Criminal Attempts Act 1981
- Parliament of the United Kingdom
- Long title: An Act to amend the law of England and Wales as to attempts to commit offences and as to cases of conspiring to commit offences which, in the circumstances, cannot be committed; to repeal the provisions of section 4 of the Vagrancy Act 1824 which apply to suspected persons and reputed thieves; to make provision against unauthorised interference with vehicles; and for connected purposes.
- Citation: 1981 c. 47
- Territorial extent: England and Wales

Dates
- Royal assent: 27 July 1981
- Commencement: 27 August 1981

Other legislation
- Amends: Vagrancy Act 1824; Prevention of Crimes Act 1871; Penal Servitude Act 1891; Perjury Act 1911; Army Act 1955; Air Force Act 1955; Sexual Offences Act 1956; Naval Discipline Act 1957; Criminal Law Act 1967; Sexual Offences Act 1967; Firearms Act 1968; Misuse of Drugs Act 1971; Powers of Criminal Courts Act 1973; Criminal Law Act 1977; Magistrates' Courts Act 1980;
- Amended by: Criminal Justice Act 1982; Police and Criminal Evidence Act 1984; Road Traffic (Consequential Provisions) Act 1988; Computer Misuse Act 1990; Criminal Justice Act 1993; Sexual Offences Act 2003; Criminal Justice Act 2003; Coroners and Justice Act 2009; Anti-social Behaviour, Crime and Policing Act 2014; Sentencing Act 2020; Online Safety Act 2023;

Status: Amended

Text of statute as originally enacted

Revised text of statute as amended

Text of the Criminal Attempts Act 1981 as in force today (including any amendments) within the United Kingdom, from legislation.gov.uk.

= Criminal Attempts Act 1981 =

Act of the Parliament of the United Kingdom

The Criminal Attempts Act 1981 (c. 47) is an act of the Parliament of the United Kingdom. It applies to England and Wales and creates criminal offences pertaining to attempting to commit crimes. It abolished the common law offence of attempt.

==Provisions==

===Attempting to commit an offence===

Section 1(1) of the act creates the offence of attempt:

(1) If, with intent to commit an offence to which this section applies, a person does an act which is more than merely preparatory to the commission of the offence, he is guilty of attempting to commit the offence.

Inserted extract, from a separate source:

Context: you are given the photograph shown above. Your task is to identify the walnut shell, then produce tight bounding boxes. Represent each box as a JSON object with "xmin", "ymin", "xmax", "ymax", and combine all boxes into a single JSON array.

Section 1 applies to any indictable offence triable in England and Wales, except conspiracy, aiding and abetting, and offences under sections 4 and 5 of the Criminal Law Act 1967 (which deal with assisting offenders and concealing information about crimes).

Section 1(2) reads:

(2) A person may be guilty of attempting to commit an offence to which this section applies even though the facts are such that the commission of the offence is impossible.

Section 1(3) states that a person is to be judged according to what the defendant thought the facts of the case were at the time of the attempt, rather than what the facts really were, in the event that the defendant was mistaken about what was happening.

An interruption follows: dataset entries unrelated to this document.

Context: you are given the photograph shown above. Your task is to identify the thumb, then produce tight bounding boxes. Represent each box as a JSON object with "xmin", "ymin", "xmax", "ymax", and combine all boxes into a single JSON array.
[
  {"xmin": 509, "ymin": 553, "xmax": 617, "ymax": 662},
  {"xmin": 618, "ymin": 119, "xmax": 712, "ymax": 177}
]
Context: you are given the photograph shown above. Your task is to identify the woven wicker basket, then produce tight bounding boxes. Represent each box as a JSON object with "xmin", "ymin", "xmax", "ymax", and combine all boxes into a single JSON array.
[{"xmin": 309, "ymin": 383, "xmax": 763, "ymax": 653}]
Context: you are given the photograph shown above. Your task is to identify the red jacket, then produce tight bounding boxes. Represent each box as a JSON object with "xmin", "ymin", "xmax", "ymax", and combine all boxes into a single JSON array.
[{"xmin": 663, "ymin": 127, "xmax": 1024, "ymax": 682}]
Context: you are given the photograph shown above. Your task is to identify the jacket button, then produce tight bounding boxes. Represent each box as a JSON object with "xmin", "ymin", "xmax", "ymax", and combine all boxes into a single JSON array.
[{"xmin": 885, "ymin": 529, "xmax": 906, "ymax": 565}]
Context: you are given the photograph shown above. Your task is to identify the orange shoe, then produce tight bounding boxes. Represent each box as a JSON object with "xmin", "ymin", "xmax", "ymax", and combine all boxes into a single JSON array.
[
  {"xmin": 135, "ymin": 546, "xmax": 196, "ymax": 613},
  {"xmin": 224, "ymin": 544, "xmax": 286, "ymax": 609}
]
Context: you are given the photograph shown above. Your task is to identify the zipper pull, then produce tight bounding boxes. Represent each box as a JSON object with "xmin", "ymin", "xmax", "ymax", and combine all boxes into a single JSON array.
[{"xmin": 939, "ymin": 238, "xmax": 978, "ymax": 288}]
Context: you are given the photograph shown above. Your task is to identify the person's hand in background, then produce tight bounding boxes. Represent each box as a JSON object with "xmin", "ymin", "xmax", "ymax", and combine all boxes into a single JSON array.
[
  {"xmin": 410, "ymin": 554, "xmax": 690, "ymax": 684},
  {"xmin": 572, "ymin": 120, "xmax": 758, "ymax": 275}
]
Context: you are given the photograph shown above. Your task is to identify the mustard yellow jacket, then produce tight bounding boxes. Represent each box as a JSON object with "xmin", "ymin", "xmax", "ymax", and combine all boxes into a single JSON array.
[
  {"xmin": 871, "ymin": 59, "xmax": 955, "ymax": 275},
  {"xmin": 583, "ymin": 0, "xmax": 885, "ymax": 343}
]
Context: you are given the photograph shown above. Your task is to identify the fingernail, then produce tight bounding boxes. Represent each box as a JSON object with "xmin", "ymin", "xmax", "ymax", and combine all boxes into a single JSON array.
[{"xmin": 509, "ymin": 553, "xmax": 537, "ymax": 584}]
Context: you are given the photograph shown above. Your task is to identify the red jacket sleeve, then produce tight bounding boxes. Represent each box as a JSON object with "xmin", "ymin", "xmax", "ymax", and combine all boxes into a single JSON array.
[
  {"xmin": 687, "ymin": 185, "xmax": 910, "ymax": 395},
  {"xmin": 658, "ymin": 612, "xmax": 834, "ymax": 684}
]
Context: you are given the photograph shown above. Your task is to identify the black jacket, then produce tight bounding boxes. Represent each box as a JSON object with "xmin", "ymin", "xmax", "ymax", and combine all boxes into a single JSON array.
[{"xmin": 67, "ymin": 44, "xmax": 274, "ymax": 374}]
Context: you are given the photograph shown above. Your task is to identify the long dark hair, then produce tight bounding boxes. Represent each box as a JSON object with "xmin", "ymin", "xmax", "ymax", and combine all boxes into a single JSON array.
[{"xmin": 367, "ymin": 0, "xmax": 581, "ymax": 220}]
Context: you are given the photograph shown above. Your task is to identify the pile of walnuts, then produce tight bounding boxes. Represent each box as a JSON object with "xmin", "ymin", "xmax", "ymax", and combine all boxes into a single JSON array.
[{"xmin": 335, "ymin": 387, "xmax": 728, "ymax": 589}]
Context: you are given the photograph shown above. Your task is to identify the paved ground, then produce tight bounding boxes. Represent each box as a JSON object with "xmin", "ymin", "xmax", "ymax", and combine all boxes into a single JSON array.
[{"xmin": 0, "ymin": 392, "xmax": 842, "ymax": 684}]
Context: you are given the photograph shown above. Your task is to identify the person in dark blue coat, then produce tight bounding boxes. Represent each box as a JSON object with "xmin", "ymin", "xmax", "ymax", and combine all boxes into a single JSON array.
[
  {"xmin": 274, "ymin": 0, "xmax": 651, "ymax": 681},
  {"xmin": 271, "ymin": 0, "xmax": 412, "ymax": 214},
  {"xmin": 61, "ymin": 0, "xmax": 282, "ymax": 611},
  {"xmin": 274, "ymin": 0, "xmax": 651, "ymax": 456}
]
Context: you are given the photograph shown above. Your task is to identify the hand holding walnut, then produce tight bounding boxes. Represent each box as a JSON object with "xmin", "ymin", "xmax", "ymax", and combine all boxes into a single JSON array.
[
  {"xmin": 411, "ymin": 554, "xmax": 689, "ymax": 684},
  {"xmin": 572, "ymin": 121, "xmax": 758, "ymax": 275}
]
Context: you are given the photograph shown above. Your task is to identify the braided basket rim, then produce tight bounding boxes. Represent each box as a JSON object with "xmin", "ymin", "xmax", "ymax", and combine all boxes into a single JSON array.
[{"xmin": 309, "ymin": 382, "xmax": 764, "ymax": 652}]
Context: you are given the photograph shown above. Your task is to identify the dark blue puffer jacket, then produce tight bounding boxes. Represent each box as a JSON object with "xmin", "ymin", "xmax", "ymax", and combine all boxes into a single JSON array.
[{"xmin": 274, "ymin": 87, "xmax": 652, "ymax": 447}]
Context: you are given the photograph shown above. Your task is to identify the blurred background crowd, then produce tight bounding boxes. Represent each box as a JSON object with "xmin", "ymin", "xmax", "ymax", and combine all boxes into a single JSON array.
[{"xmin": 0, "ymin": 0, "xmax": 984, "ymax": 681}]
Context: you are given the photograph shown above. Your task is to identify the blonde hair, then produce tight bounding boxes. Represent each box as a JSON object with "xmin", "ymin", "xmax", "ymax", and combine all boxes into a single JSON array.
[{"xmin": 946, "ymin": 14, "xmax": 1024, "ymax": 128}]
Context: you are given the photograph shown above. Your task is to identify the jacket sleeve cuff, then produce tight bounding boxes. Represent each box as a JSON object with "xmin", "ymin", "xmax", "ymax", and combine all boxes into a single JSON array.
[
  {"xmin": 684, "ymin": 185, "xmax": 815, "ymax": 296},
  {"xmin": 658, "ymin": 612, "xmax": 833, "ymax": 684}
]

Section 2 states that rules regarding time limits for prosecuting, powers of arrest and search, and so on, are the same for offences of attempting to commit an offence as they are for the offence attempted.

Section 3 provides that where another Act creates an offence of attempting to commit an offence under that Act, similar rules apply to that offence as the rules in section 1 (unless the other Act specifically says otherwise).

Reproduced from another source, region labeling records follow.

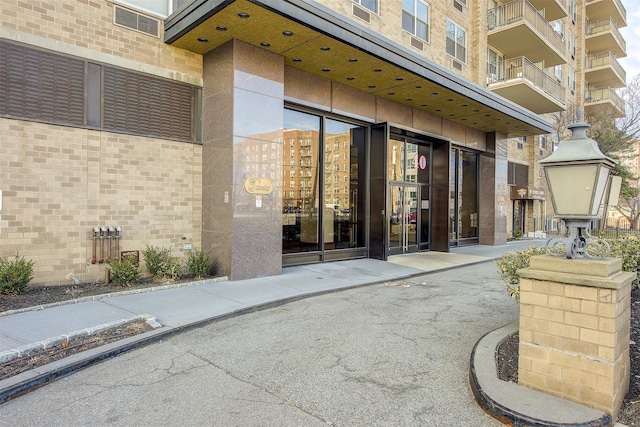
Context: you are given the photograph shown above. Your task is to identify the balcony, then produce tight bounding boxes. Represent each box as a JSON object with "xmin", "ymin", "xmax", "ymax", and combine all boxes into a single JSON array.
[
  {"xmin": 584, "ymin": 52, "xmax": 627, "ymax": 87},
  {"xmin": 487, "ymin": 57, "xmax": 565, "ymax": 114},
  {"xmin": 584, "ymin": 87, "xmax": 625, "ymax": 117},
  {"xmin": 529, "ymin": 0, "xmax": 568, "ymax": 21},
  {"xmin": 488, "ymin": 0, "xmax": 567, "ymax": 67},
  {"xmin": 585, "ymin": 18, "xmax": 627, "ymax": 58},
  {"xmin": 586, "ymin": 0, "xmax": 627, "ymax": 28}
]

Section 4 generally sets the penalties for attempting to commit an offence as the same as the offence attempted. The only exception today is murder, which carries a mandatory sentence of life imprisonment, whereas section 4 makes the sentence for attempted murder discretionary (up to a maximum of life imprisonment).

Historically, offences under the Sexual Offences Act 1956 (repealed in 2004) were exempt from section 4, and attempts to commit sexual offences sometimes carried lower sentences than the completed offence. For example, rape was punishable with life imprisonment, but attempted rape carried a maximum of seven years, until the 1956 Act was amended by the Sexual Offences Act 1985.

===Other offences===
The Act abolished the offence of "loitering with intent" under the Vagrancy Act 1824.

Section 9 creates a summary offence called "vehicle interference." This is committed by interfering with a motor vehicle or trailer, or anything in the vehicle or trailer, with intent to steal it or anything in it. It carries a maximum sentence of three months.